The inter-predictor 124 generates a motion vector corresponding to a displacement between the current block in the current picture and the prediction block in the reference picture. In general, motion estimation is performed in terms of the luma component, and a motion vector calculated based on the luma component is used for both the luma component and the chroma component.

The motion information including information about the reference picture and information about a motion vector used to predict the current block is encoded by the encoder 150 and transmitted to the video decoding apparatus.

Various methods may be used to reduce or minimize the amount of bits required to encode the motion information. Typical examples of the various methods include a Skip mode, a Merge mode, and an Adaptive (Advanced) motion vector predictor (AMVP) mode.

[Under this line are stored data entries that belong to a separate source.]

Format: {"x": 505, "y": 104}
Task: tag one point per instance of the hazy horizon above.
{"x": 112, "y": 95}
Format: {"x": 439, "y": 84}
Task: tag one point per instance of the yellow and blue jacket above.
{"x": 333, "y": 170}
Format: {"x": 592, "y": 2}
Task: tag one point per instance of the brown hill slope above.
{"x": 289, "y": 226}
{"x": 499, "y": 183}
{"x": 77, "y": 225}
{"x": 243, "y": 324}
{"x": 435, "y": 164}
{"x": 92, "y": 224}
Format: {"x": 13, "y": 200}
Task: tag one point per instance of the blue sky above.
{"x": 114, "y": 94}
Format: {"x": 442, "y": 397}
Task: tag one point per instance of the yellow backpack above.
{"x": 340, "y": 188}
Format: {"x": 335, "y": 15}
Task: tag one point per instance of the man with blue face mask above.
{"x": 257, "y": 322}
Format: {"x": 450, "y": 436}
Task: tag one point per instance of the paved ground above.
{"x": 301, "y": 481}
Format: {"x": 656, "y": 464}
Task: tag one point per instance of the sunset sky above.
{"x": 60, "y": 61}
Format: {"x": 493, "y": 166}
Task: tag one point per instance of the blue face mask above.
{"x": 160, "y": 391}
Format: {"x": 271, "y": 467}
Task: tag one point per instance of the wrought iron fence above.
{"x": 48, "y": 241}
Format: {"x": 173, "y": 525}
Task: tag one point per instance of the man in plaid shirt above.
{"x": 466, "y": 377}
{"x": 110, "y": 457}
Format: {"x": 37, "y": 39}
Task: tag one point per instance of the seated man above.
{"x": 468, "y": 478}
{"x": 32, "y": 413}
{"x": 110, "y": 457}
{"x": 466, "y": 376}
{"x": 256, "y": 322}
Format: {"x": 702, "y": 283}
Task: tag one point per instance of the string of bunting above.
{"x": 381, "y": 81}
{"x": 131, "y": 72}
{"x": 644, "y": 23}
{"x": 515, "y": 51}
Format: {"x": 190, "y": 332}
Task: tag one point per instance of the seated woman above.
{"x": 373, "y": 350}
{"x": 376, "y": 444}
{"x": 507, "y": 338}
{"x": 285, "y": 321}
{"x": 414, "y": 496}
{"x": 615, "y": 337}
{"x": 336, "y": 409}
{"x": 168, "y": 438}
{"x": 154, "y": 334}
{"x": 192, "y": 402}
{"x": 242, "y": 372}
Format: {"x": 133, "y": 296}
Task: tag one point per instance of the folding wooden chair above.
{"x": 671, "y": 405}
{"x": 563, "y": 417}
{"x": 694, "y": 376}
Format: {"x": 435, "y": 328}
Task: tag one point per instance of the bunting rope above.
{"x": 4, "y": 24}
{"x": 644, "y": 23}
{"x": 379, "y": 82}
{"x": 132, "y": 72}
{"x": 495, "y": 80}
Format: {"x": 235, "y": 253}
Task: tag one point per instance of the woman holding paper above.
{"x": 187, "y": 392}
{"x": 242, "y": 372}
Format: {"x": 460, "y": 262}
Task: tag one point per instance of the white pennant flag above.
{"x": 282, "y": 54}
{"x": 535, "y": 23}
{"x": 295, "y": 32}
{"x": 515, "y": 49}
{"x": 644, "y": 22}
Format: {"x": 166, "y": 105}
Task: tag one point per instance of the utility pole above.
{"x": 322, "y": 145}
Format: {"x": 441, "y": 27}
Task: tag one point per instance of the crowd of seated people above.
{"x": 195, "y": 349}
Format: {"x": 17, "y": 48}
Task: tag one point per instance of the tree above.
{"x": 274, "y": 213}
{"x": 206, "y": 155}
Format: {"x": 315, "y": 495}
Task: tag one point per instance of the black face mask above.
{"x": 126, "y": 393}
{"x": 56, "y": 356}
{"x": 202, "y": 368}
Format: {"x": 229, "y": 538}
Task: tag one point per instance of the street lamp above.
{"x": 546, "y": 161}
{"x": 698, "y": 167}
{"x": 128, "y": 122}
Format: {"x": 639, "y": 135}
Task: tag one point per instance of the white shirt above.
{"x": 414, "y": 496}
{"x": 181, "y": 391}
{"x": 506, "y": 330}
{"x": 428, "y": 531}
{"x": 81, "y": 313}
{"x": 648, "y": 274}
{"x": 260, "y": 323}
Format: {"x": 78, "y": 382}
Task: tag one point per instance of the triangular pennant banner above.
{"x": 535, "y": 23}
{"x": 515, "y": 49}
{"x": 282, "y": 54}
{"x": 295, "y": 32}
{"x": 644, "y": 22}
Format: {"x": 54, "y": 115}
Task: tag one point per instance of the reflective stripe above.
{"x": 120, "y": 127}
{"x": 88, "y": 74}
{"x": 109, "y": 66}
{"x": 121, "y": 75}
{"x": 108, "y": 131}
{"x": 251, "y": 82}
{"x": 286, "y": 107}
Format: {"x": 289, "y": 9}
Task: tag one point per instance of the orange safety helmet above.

In the Skip mode and the Merge mode, a preset number of candidate blocks are selected from among neighboring blocks. When candidate blocks are selected, the inter-predictor 124 configures a merge list including the candidate blocks, selects motion information to be used as motion information about the current block from the motion information about the candidate blocks included in the list, and generates a merge index value for identifying the selected motion information (about a selected candidate block).

The index value of the selected motion information, that is, the merge index value, is encoded and signaled to the video decoding apparatus. In the HEVC standard, the index value for the Skip/Merge mode is represented through the merge_idx syntax.

In the AMVP mode, motion vector predictor (MVP) candidates for the motion vector of the current block are initially derived using neighboring blocks of the current block. When the MVP candidates are derived, the inter-predictor 124 determines an MVP for the motion vector of the current block, and calculates a motion vector difference (MVD) by subtracting the determined MVP from the motion vector of the current block. The calculated MVD is encoded and signaled to the video decoding apparatus.

The process of determining the MVP from the MVP candidates may be implemented through a predefined function (e.g., calculation of a median value, calculation of an average value, etc.). In this case, the video decoding apparatus is set to apply the predefined function.

Since the neighboring blocks used to derive the MVP candidates correspond to blocks that have already been encoded and decoded, the video decoding apparatus already recognizes the motion vectors for the neighboring blocks. Since information for identifying the MVP candidates does not need to be encoded, the video encoding apparatus encodes only information about the MVD and information about the reference picture used to predict the current block.

The process of determining the MVP from the MVP candidates may be implemented by selecting any one of the MVP candidates. In this case, the information for identifying the determined MVP is additionally encoded together with the information about the MVD and the information about the reference picture used to predict the current block.

In addition, as will be described later, the inter-predictor 124 may predict the current block through a CNN-based inference process. To this end, filter coefficients of the CNN, that is, coefficients of the convolution kernel may be set through a supervised training process of the CNN.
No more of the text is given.